Ensuite, l’impératif absolu de vérité ; on s’en est suffisamment convaincu en occident comme le montre d’ailleurs l’opposition vérité / mensonge qui ne fonctionne pas en Asie, en tout cas pas de la même manière. Il serait peut être temps d’arrêter de se regarder le nombril et de comprendre que derrière des traductions commodes, les concepts ne se recoupent pas. Dans la tradition bouddhiste, il y a au contraire un déni complet de la stabilité requise pour une élévation de la vérité au niveau d’un absolu.

Enfin, la question du pardon ; « je serai pardonnée » se réjoui Sovanna et nous en sommes très heureux pour elle, mais comment et par qui ? Cette idée de pardon est purement judéo chrétienne, pour ne pas parler de la valeur nulle du pardon accordé par un autre être humain. Là encore la solution bouddhique est tout autre.

Il n’est pas indispensable de multiplier des exemples qui sont au fond de la même veine en ce qu’ils obéissent au même schéma salvateur.

Un petit détail vaudra quand même son pesant d’or en ce qu’il illustre une ultime plongée dans le ridicule ; des choeurs rythment les scènes et les paroles du choeur final ne sont  autres que celles de la devise du DC-Cam : « transformez la rivière de sang en une rivière de réconciliation, une rivière de responsabilité ».

La mémoire comme devoir

Ces dernières années, on s’est beaucoup interrogé sur la catégorie psycho historique de la mémoire fraîchement issue d’universités anglo-saxonnes et pas des moindres.  La critique de cette notion peut se résumer ainsi : écrire l’histoire en vue de sa traduction en mémoire conduira à terme à une falsification même involontaire de l’histoire.

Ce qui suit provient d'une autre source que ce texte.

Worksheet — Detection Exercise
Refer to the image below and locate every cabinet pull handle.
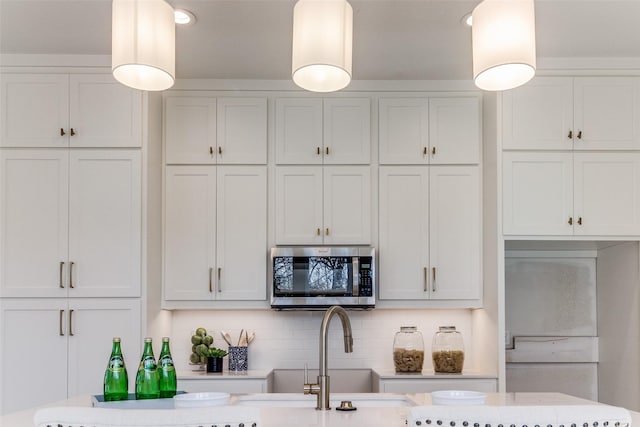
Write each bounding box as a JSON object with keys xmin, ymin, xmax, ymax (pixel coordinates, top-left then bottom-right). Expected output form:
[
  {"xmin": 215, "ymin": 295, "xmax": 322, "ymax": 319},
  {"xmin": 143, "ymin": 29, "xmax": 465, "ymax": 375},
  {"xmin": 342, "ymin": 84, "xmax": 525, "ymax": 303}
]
[
  {"xmin": 58, "ymin": 310, "xmax": 64, "ymax": 337},
  {"xmin": 431, "ymin": 267, "xmax": 436, "ymax": 292},
  {"xmin": 69, "ymin": 310, "xmax": 73, "ymax": 337},
  {"xmin": 69, "ymin": 261, "xmax": 73, "ymax": 289},
  {"xmin": 60, "ymin": 261, "xmax": 64, "ymax": 289}
]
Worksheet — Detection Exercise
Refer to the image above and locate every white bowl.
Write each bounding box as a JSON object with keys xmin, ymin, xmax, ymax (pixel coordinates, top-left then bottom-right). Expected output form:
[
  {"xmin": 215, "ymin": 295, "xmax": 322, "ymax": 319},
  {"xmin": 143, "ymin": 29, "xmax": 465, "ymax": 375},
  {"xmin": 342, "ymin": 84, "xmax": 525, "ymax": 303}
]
[
  {"xmin": 431, "ymin": 390, "xmax": 487, "ymax": 405},
  {"xmin": 173, "ymin": 392, "xmax": 230, "ymax": 408}
]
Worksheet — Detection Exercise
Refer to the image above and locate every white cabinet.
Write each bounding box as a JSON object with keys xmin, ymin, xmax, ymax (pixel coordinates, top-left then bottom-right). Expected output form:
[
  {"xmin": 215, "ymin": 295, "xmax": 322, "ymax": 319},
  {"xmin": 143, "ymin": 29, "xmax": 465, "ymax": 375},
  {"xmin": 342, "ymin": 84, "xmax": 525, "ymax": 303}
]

L’histoire n’offre pas un bloc stable de factualités car elle est par nature révisionniste et là réside sa pertinence : un fait historique n’existe pas en tant que tel et ne trouve sa légitimité que dans la dynamique d’un débat contradictoire ; en d’autres termes, l’histoire n’aurait pas pour mission première d’établir la vérité.

L’exercice de la mémoire n’est pas vain à la condition qu’il ne soit pas forcé par les artéfacts dont le DC-Cam use et abuse.

La comparaison entre les deux textes tire sa pertinence du fait que Bophana peut naturellement engendrer chez les lecteurs cambodgiens une réflexion fructueuse sur le pourquoi de la répression exercée par les Khmers rouges et il est heureux qu’après le chef d’oeuvre de Panh Rithy, on ait réédité le texte.